Lega.AI / README.md
CoderNoah
Initial commit
8b7e8f0
---
title: Lega.AI
emoji: ⚖️
colorFrom: pink
colorTo: indigo
sdk: docker
pinned: false
---
# Lega.AI
AI-powered legal document analysis and simplification platform that makes complex legal documents accessible to everyone.
![Python](https://img.shields.io/badge/Python-3.13+-blue.svg)
![Streamlit](https://img.shields.io/badge/Streamlit-1.49+-red.svg)
![LangChain](https://img.shields.io/badge/LangChain-0.3+-green.svg)
![License](https://img.shields.io/badge/License-MIT-yellow.svg)
## 📋 Table of Contents
- [🚀 Features](#-features)
- [🛠️ Tech Stack](#️-tech-stack)
- [📋 Prerequisites](#-prerequisites)
- [🚀 Quick Start](#-quick-start)
- [🐳 Docker Deployment](#-docker-deployment)
- [📁 Project Structure](#-project-structure)
- [🎯 Usage Guide](#-usage-guide)
- [📄 Sample Documents](#-sample-documents)
- [🚨 Document Types Supported](#-document-types-supported)
- [⚡ Key Features Deep Dive](#-key-features-deep-dive)
- [🔧 Configuration Options](#-configuration-options)
- [🔒 Privacy & Security](#-privacy--security)
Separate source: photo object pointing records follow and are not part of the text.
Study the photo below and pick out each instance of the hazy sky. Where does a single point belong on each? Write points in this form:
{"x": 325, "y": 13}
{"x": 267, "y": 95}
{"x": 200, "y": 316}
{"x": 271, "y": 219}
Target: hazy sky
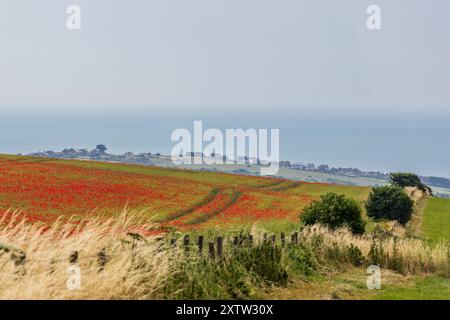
{"x": 140, "y": 68}
{"x": 180, "y": 54}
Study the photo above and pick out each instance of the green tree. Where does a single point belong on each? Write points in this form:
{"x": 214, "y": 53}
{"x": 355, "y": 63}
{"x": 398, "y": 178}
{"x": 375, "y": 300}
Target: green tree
{"x": 334, "y": 211}
{"x": 389, "y": 202}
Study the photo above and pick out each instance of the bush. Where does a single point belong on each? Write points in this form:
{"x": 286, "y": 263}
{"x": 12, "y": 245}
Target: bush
{"x": 301, "y": 260}
{"x": 334, "y": 211}
{"x": 389, "y": 202}
{"x": 265, "y": 261}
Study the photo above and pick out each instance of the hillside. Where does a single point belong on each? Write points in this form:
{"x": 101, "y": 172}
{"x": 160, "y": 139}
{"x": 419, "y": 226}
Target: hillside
{"x": 44, "y": 189}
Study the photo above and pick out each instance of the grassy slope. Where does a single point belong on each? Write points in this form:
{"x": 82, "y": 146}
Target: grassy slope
{"x": 348, "y": 285}
{"x": 274, "y": 203}
{"x": 436, "y": 221}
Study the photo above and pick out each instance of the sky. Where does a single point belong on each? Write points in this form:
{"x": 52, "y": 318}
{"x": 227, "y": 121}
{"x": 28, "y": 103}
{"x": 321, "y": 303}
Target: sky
{"x": 138, "y": 69}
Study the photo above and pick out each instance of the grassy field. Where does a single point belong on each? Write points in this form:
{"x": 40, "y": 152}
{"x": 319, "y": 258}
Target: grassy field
{"x": 436, "y": 221}
{"x": 48, "y": 192}
{"x": 45, "y": 189}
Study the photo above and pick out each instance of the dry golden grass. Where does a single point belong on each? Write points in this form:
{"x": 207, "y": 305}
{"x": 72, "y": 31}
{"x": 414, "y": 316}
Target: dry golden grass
{"x": 127, "y": 274}
{"x": 415, "y": 254}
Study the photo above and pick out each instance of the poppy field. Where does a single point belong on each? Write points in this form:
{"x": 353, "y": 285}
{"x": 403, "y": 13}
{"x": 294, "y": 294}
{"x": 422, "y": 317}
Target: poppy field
{"x": 44, "y": 190}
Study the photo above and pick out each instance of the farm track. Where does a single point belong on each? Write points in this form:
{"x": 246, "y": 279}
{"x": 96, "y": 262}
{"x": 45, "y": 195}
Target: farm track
{"x": 287, "y": 186}
{"x": 179, "y": 214}
{"x": 205, "y": 217}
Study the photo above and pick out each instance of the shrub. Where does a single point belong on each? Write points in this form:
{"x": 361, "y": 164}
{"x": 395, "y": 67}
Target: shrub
{"x": 301, "y": 260}
{"x": 389, "y": 202}
{"x": 334, "y": 211}
{"x": 265, "y": 261}
{"x": 355, "y": 256}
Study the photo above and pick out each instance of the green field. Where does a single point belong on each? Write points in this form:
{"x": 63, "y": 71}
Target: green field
{"x": 436, "y": 221}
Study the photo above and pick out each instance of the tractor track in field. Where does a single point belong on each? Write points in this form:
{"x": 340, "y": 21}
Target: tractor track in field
{"x": 181, "y": 213}
{"x": 205, "y": 217}
{"x": 287, "y": 186}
- [🤝 Contributing](#-contributing)
- [🆘 Support](#-support)
- [🎯 Roadmap](#-roadmap)
## 🚀 Features
- **🔍 Advanced Document Analysis**: Upload PDF/DOCX/TXT files and get comprehensive AI-powered analysis using Google's Gemini
- **📝 Plain Language Translation**: Convert complex legal jargon into clear, understandable language with context-aware explanations
- **⚠️ Intelligent Risk Assessment**: Multi-dimensional risk scoring with color-coded severity levels and detailed explanations
- **💬 Interactive Q&A Assistant**: Ask specific questions about your documents and get instant, context-aware AI responses
- **🎯 Smart Clause Highlighting**: Visual highlighting of risky clauses with interactive tooltips and improvement suggestions
- **📊 Vector-Powered Similarity Search**: Find similar clauses across documents using Chroma vector database
- **📚 Persistent Document Library**: Organize, search, and manage all analyzed documents with metadata
- **⚠️ Risk Visualization**: Interactive charts and gauges showing risk distribution and severity
- **🗓️ Key Information Extraction**: Automatically identify important dates, deadlines, and financial terms
- **💾 Local Data Persistence**: Secure local storage of analysis results and vector embeddings
- **🎨 Modern UI/UX**: Responsive Streamlit interface with custom CSS and intuitive navigation
## 🛠️ Tech Stack
- **Frontend**: Streamlit with multi-page navigation and custom CSS styling
- **AI/ML**: LangChain + Google Generative AI (Gemini Pro)
- **Embeddings**: Google Generative AI Embeddings (models/text-embedding-004)
- **Vector Store**: Chroma for document similarity search and persistence
- **Document Processing**: PyPDF for PDF extraction, python-docx for Word documents
- **Package Management**: UV (modern Python package manager)
- **Configuration**: Python-dotenv for environment management
- **Visualization**: Plotly for interactive charts and analytics
- **UI Components**: Streamlit-option-menu for enhanced navigation
## 📋 Prerequisites
- Python 3.13+ (required for latest features and performance)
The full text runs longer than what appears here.